History

Canada
- Operator: Royal Canadian Navy
- Builder: Star Shipyard, New Westminster
- Launched: 1954
- In service: 1954
- Out of service: 2007
- Home port: CFB Esquimalt
- Identification: YFM-312 (1955); YFP-312 (1960); YAG-312 (1978); YAG-312 Otter (1980);
- Fate: Sold, 2011

General characteristics
- Type: Training vessel
- Displacement: 70 tonnes (69 long tons)
- Length: 75 ft 3 in (22.94 m)
- Beam: 18 ft (5.5 m)
- Draught: 2.6 m (8 ft 6 in)
- Installed power: Yanmar diesel generator
- Propulsion: 2 × Detroit Diesel 6-71 series engines, 320 hp (239 kW)
- Boats & landing craft carried: Zodiac launch
- Complement: 12 - 14

= CFAV Otter =

Canadian naval training ship (1954–2007)

Canadian Forces Auxiliary Vessel (CFAV) Otter (YAG 312) was one of ten wooden YAG-300 (Yard Auxiliary, General) vessels built for the Royal Canadian Navy (RCN) between 1953 and 1955. Built for use as auxiliary craft, Otter primarily served as an at-sea training platform for junior naval officers, boatswains, reserve personnel and Sea Cadets at Canadian Forces Base (CFB) Esquimalt.

== Design and layout ==
Like other YAG 300 vessels, Otter was 75′ long overall, 18′6″ wide, had a draft of 4′6″, measured 70 tonnes, and was powered by twin 6-71 Detroit Diesel engines. Otter was arranged in typical naval fashion with officer's housed forward with the galley and their own head, an engine room midships, and cadet room aft with 12-14 bunks in double tiers.
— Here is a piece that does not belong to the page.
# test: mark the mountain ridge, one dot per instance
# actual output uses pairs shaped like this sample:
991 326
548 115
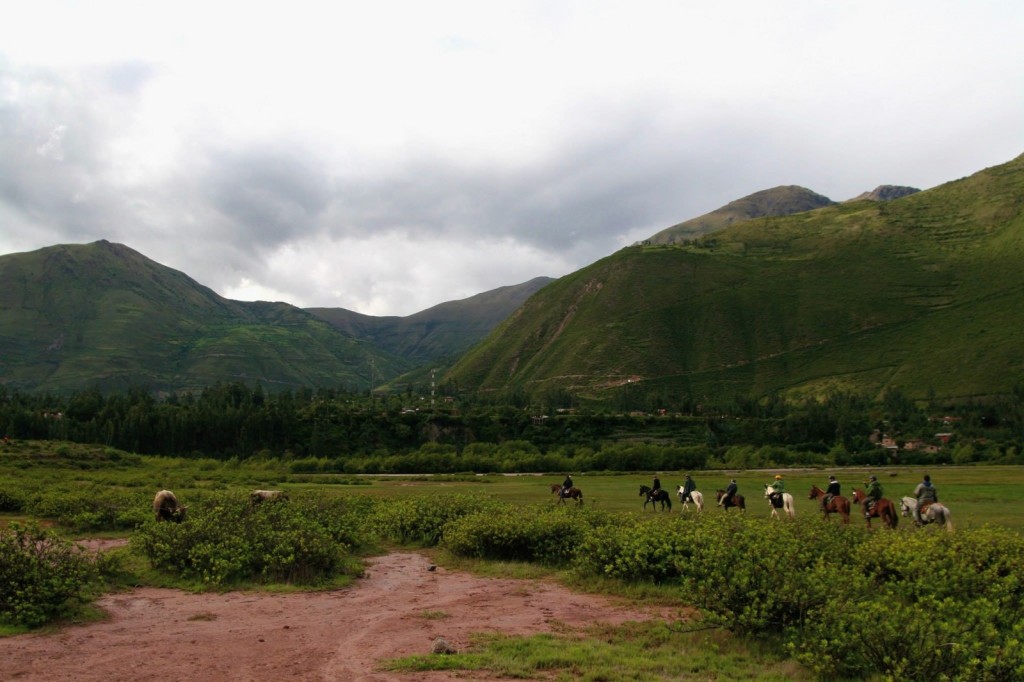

The heads are equipped with a pump-action lever, that can be used to pump sewage into the black water treatment tanks held aboard or into the ocean water. Above decks was the wheelhouse mounted on the forward cabin's coaming; aft of that, the exposed breezeway; and, mounted on the after cabin's coaming, a Zodiac launch as well as a food locker and barbeque. Above the wheelhouse was an open bridge, fitted with a chart table and a gyrocompass repeater. A second gyro repeater was fitted on the quarterdeck. Otter was equipped with a Furuno 1831 navigation radar, with the display located in the wheelhouse.

== Operational history ==
Built by Star Shipyard Ltd. of New Westminster, BC in 1954 she was delivered to the RCN as YFM 312 (Yard Ferry, Man) and served as a harbour ferry boat. Re-designated as YFP-312 (Yard Ferry, Personnel) in 1960, together with YAG 320 Lynx she was designated as a tender to HMCS Oriole in 1963. Later designated as YAG 312 Otter, she was regrouped under the control and operation of the Small Boats Unit (SBU) at HMC Dockyard Esquimalt where she was used for seamanship and navigation training until 2007. Otter was offered for sale by the Canadian Government as part of the YAG 300 Replacement Project, which saw the YAG boats replaced by new Orca-class patrol vessels. In 2011 she was sold to private owners for C$1,651.00.